LoftyLottie - You sound kind of like me, common sense says relax but all other senses are screaming as if violated!

jno - Your right, I do need to learn to trust him and he really isn't being all that secretive at all. I am nervous that he still has a relationship with someone else whom he has known far longer than me. I guess this feeling may pass with time and the more in-depth we get to know each other. He is married to me and he does come home to me every night - I guess I really should calm down. And at the end of the day - it is very civilized that they have worked out visitation rights for the dogs.

Ray - Thank you - if he's going to 'get up to no good' with his ex or with anyone - he will do it whether I am suspicious of his every move or not. If I don't let go of my fears and just trust him there is no hope for us from the get-go.

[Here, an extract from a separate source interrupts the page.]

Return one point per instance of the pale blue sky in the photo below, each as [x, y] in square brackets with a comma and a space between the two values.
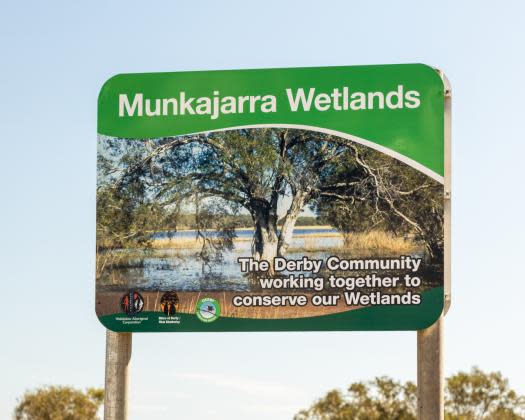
[54, 58]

craft1948 - When I read your message, I think, 'how silly of the new girlfriend/wife to be bothered by something so petty - if she trusts her man then she should have no qualms with it'. I'm such a hypochrite! I guess it's fear based, I guess I am scared that maybe he'll start to think the times he had with the ex-wife were better than what he has with me?? Oh I don't know. I guess I'll just have to let this pan out and try to keep a lid on my insecurities while at the same time keeping an eye on my husband??

Thanks to all of you, you've no idea how relieving it has been to get other people's opinions on this. I've been driving myself crazy with this. Playing devil's advocate with yourself is a real stress!